Pour ralentir le trafic de cocaïne dont la Colombie est le premier producteur mondial, le gouvernement tente à nouveau le pari de l'arrachage.
A Argelia, municipalité du canyon du Micay dans le sud-ouest du pays, la famille d'Alirio Caicedo et de son fils Nicolas est l'une des 3.900 convaincues par l'offre gouvernementale.
Chacune recevra 12 versements, le premier anticipé de 300 dollars pour l'arrachage, et les autres pour le nécessaire à la transition vers des cultures légales, comme le café ou le cacao.
Nicolas, 44 ans, et son père Alirio, 77 ans, arrachent à la pelle près de deux hectares de cocaiers, l'ingrédient principal de la cocaïne, plantés sur leur propriété.
"C'est difficile", confessent-ils à l'AFP. "Quand on plante un arbuste (de coca), on a l'espoir" d'"une récolte et de revenus", explique Nicolas. Désormais, "l'arracher signifie (...) qu'il n'y aura pas de récolte dans le futur, autrement dit, pas d'argent", ajoute-t-il.
La cheffe de la Direction de substitution des cultures d'usage illégal, Gloria Miranda, a assuré à l'AFP que le programme visait à éliminer au moins 45.000 hectares dans trois des zones les plus conflictuelles du pays afin de "réduire l'offre" pour les narcotrafiquants.
En 2023, la Colombie comptait 253.000 hectares de cultures illicites de feuilles de coca, selon le dernier rapport de l'ONU.
Le gouvernement a prévu d'allouer 14,4 millions de dollars pour cette initiative, annoncée en mars.

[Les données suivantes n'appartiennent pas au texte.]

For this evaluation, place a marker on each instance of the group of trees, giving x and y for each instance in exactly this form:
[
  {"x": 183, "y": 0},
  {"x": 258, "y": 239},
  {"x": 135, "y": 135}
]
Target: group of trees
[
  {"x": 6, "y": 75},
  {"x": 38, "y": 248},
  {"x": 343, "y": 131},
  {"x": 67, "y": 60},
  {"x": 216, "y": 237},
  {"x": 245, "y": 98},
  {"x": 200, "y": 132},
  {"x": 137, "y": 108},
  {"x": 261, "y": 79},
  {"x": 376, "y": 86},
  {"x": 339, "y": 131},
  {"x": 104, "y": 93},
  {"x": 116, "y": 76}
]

Une somme qui peut varier en fonction du nombre de participants.
- "Virage" -
Ce plan est mis en oeuvre alors que la Colombie attend que l'administration Trump renouvelle en septembre sa certification de pays allié dans la lutte contre le narcotrafic.

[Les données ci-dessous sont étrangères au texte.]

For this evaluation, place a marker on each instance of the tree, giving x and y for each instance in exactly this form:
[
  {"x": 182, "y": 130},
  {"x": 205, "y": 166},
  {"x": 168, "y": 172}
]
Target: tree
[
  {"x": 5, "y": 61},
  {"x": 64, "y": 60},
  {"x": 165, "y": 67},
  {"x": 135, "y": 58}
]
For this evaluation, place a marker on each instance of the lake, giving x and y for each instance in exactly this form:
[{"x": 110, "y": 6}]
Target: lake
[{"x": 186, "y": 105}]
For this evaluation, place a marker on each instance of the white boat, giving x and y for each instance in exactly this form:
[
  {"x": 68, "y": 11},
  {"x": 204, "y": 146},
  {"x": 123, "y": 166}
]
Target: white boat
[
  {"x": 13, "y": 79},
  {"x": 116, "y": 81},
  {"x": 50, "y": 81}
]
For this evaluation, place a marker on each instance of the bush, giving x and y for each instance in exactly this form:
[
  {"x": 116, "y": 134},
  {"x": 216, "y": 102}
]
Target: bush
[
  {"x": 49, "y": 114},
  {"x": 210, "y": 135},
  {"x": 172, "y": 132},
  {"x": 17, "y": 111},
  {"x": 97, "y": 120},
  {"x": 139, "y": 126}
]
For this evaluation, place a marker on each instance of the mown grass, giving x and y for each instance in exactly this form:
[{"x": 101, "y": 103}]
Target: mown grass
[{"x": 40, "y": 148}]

Le président colombien de gauche Gustavo Petro est arrivé au pouvoir en 2022 avec l'espoir de changer l'approche guerrière de la lutte contre le narcotrafic et les groupes armés du pays qui se financent avec celui-ci. Il a depuis lancé des pourparlers de paix tous azimuts.
Mais les négociations sont rompues avec la plupart d'entre eux qui ont profité des périodes de cessez-le-feu pour accroître leur emprise sur les territoires. L'armée a intensifié ses offensives. M. Petro, jusqu'alors fervent opposant, dit même envisager l'utilisation d'herbicides contre les cultures de coca.
Mais ce plan de "paiement pour éradication volontaire", suscite de nombreuses interrogations parmi les experts.
Si le président Petro a pris un "virage très clair" depuis l'arrivée au pouvoir de Donald Trump aux Etats-Unis, l'ancienne coordinatrice des recherches sur le narcotrafic de la Commission de la vérité - issue de l'accord de paix avec les FARC en 2016 - doute de l'efficacité réelle de ce plan d'arrachage.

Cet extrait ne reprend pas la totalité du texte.